What are "oxidation numbers"?

Oct 25, 2016

$\text{Oxidation number}$ is a $\text{conceptual}$ property of atoms, not molecules. However, we can make a stab at the oxidation numbers of each atom in each molecule or salt.

Explanation:

The sum of the oxidation numbers always equals the charge on the ion. If we deal with a neutral molecule, the oxidation numbers of the constituent atoms must sum to ZERO.

Most of the time, hydrogen, in its compounds has an oxidation state of $+ I$, i.e. it is conceived to have donated 1 electron, and we treat it as ${H}^{+}$; and oxygen in its compounds has an oxidation state of $- I I$, it is conceived to have accepted 2 electrons, and we treat it as ${O}^{2 -}$. (Peroxides and hydrides are the exceptions!).

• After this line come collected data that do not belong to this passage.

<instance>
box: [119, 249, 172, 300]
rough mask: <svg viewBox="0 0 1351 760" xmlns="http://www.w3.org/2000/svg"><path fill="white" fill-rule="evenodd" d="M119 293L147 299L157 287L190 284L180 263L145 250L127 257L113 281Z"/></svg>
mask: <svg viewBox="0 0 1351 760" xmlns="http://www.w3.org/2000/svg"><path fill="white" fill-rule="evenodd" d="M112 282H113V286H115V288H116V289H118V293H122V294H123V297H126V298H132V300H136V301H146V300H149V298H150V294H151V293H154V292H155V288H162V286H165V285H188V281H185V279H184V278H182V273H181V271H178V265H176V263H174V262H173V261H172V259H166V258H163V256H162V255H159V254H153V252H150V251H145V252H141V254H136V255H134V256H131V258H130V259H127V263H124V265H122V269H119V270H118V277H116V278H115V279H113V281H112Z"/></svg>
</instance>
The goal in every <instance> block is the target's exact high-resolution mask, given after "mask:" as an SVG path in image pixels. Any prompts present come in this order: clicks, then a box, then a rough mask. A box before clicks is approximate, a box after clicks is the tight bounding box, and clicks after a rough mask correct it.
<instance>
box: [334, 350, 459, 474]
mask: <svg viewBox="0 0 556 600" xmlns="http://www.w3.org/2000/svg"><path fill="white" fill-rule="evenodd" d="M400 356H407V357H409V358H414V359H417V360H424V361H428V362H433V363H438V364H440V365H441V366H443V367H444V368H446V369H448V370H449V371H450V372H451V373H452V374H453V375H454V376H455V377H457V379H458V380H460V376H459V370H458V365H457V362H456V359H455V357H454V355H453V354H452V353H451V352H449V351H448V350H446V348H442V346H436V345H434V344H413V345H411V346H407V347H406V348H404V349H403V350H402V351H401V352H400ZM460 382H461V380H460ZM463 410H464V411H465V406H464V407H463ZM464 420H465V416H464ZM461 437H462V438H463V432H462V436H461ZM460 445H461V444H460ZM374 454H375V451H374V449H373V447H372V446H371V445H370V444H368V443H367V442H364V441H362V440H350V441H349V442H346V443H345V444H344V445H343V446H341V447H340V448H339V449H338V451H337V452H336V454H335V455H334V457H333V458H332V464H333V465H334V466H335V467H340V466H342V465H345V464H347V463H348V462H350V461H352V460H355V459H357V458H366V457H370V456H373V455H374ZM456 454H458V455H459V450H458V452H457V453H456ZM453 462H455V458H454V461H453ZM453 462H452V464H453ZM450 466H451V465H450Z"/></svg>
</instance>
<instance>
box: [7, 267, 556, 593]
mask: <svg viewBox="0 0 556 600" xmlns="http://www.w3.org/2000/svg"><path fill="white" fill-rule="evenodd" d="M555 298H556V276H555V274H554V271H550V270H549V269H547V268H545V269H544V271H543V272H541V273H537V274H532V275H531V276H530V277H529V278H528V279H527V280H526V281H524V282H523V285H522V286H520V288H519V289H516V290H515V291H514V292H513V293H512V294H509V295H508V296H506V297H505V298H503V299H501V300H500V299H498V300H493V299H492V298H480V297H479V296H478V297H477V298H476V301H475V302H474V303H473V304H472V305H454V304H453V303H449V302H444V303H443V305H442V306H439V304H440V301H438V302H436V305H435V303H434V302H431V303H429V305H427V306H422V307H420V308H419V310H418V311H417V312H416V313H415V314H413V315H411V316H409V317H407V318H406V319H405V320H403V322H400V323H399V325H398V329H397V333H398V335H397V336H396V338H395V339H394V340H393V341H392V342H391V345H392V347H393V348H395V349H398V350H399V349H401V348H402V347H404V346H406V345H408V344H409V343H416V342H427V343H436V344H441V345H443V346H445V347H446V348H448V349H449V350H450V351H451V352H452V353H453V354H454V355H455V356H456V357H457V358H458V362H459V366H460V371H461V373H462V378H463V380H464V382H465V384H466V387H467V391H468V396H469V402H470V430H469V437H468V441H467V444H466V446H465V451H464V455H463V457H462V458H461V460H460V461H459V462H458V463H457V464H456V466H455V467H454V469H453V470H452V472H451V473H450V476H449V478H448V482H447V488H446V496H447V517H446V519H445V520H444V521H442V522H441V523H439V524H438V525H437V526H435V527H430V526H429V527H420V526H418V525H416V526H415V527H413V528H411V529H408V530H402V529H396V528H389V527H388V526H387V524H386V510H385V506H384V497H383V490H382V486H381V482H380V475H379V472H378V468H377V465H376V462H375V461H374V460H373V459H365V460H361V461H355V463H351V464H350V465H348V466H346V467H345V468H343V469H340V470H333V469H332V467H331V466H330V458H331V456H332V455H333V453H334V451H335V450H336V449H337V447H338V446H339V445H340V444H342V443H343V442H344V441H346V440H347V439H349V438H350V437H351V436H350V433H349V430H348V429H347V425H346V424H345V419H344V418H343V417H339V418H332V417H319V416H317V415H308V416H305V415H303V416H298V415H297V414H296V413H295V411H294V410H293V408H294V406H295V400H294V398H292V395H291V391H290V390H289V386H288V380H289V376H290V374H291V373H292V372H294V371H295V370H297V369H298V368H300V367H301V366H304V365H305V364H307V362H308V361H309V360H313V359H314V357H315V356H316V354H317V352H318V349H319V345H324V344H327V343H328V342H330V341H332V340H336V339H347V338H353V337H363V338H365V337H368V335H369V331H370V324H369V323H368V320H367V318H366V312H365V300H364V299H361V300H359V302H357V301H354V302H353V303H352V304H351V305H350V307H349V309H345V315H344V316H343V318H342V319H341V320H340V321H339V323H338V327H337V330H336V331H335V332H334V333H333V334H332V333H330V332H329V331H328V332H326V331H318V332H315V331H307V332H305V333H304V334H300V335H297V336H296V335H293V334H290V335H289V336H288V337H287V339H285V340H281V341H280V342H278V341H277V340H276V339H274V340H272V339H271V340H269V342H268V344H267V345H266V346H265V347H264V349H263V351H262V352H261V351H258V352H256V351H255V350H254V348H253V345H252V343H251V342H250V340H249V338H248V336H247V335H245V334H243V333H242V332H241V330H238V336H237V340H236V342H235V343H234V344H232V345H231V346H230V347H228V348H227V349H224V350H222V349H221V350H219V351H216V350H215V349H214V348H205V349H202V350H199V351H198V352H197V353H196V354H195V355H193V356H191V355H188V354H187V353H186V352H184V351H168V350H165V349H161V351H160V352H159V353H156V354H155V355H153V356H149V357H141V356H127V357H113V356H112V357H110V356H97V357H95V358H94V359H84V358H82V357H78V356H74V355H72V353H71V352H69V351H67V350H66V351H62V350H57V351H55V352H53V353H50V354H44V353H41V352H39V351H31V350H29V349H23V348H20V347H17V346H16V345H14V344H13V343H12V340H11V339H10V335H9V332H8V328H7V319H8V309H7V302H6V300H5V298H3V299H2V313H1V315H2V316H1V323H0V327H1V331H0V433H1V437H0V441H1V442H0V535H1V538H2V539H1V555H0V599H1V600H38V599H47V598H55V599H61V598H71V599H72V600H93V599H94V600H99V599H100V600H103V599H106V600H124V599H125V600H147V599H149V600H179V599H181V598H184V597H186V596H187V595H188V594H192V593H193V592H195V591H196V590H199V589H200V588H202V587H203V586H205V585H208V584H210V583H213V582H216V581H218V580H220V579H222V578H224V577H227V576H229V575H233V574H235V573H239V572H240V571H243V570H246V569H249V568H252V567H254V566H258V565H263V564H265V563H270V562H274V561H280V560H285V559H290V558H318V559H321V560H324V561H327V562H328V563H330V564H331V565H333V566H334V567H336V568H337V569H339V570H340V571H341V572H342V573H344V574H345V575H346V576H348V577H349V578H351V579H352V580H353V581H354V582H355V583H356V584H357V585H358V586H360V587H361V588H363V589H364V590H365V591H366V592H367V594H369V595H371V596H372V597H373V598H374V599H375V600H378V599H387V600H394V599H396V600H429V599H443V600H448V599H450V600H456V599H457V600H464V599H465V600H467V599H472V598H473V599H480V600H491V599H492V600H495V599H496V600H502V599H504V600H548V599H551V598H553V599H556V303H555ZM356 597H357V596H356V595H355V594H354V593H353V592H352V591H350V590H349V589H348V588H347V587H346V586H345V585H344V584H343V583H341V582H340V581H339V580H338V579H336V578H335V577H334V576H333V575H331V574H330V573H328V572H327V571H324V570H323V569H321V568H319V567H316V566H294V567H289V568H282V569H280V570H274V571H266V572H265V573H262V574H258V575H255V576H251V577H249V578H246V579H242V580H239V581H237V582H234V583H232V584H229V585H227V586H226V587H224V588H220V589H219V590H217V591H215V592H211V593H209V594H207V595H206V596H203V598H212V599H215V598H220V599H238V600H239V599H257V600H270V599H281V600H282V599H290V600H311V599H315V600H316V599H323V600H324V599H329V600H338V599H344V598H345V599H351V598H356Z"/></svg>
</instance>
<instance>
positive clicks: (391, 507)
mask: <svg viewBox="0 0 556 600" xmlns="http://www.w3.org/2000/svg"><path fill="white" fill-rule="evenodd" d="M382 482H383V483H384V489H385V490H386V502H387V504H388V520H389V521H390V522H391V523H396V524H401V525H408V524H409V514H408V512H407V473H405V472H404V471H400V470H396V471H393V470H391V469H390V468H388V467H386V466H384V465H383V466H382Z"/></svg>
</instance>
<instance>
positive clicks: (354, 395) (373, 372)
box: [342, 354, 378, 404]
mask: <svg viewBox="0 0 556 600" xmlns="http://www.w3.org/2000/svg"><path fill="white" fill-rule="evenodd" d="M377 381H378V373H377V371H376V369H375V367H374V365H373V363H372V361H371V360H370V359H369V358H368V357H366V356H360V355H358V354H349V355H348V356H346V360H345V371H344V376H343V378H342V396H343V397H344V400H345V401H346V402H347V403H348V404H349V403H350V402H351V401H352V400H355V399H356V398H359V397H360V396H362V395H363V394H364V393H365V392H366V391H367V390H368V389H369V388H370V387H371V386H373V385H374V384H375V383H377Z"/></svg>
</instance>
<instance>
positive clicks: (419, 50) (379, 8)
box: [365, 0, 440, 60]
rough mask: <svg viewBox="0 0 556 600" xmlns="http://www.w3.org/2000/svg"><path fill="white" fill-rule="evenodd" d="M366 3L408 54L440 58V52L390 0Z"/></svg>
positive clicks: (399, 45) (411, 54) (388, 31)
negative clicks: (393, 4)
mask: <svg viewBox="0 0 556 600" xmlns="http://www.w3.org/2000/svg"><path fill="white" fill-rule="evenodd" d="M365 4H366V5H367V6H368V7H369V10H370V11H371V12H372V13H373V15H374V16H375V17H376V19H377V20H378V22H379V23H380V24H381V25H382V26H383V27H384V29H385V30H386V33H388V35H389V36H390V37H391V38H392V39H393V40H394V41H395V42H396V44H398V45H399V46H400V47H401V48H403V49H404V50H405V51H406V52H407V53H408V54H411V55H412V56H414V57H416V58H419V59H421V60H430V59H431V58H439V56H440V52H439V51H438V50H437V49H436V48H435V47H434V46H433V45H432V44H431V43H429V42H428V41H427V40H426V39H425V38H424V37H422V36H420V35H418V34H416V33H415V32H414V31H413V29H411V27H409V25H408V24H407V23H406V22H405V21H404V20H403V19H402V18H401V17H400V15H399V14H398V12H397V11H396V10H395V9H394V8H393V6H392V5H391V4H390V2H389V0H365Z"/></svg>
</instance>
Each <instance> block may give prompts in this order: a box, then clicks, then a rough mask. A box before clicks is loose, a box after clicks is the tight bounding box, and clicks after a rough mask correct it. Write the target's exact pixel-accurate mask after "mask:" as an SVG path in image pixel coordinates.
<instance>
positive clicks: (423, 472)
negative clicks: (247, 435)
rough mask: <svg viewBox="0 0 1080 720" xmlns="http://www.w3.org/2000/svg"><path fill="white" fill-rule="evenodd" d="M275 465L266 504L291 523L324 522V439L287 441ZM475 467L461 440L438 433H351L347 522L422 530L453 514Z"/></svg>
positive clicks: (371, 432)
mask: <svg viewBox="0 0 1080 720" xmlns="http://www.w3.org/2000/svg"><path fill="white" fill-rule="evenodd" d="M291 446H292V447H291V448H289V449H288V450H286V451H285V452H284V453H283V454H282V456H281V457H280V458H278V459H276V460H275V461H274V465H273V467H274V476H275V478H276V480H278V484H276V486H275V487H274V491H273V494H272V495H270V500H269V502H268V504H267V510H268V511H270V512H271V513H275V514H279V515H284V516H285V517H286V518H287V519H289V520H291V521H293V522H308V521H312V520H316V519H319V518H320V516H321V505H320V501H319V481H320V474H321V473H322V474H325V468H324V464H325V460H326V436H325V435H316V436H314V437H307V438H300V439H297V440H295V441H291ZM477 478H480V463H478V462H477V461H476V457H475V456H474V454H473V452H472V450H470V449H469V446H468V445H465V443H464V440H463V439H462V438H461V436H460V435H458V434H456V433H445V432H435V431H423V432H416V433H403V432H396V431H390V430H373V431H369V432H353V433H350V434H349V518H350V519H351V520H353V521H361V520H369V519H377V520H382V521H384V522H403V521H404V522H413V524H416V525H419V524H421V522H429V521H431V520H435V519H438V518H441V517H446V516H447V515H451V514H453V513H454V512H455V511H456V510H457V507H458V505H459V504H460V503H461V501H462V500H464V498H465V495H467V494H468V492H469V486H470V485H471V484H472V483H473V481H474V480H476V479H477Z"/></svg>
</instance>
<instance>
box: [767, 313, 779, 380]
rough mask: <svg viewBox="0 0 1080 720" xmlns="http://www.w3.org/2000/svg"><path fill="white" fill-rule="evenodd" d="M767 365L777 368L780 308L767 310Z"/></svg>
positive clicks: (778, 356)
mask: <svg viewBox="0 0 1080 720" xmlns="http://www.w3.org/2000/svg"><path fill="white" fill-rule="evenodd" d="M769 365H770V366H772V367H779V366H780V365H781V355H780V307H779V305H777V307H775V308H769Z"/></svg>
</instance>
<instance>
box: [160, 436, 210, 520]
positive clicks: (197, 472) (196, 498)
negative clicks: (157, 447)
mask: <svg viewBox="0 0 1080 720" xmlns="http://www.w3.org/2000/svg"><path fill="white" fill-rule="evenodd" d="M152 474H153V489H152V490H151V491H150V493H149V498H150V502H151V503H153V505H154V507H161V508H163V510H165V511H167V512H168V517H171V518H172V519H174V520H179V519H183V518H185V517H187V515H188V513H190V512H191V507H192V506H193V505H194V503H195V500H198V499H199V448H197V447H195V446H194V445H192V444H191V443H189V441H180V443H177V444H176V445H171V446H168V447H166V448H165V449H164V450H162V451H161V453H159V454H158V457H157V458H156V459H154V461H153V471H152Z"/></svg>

So for $\text{ammonium biphosphate, } {\left(N {H}_{4}\right)}_{2} H P {O}_{4}$, the oxidation number of hydrogen is $+ I$, and that of oxygen $- I I$; with some simple algebra, I can assign a $- I I I$ state to nitrogen, and a $+ V$ state to phosphorus. If you add these oxidation states up: $2 \times - I I I + 8 \times I + V - 4 \times I I + I = 0$ you get zero as is required for a neutral compound or salt.

And for $X e O {F}_{4}$, the oxidation number of $X e = V I + \left(O = - I I , F = - I\right)$, for ${C}_{8} {H}_{10}$, the carbon has an average oxidation number of $- \frac{10}{8}$ (the terminal carbons are $- I I I$, and the methylene, $C {H}_{2}$, carbons are $- I I$, vinyl, $= C H$ carbons are $- I$; the average is $- \frac{10}{8}$.

And for $B a S {O}_{4}$, $B a = + I I , S = + V I , \mathmr{and} O = - I I$.

I have thrown a lot of facts and calculations at you. Mind you, you posed an open-ended question, which required a lot of background. The point to learn is that the sum of the oxidation numbers equals the charge on the ion. I think these calculations are well within the grasp of a 2nd year chemistry student. If there are further questions, post them, and someone will help you.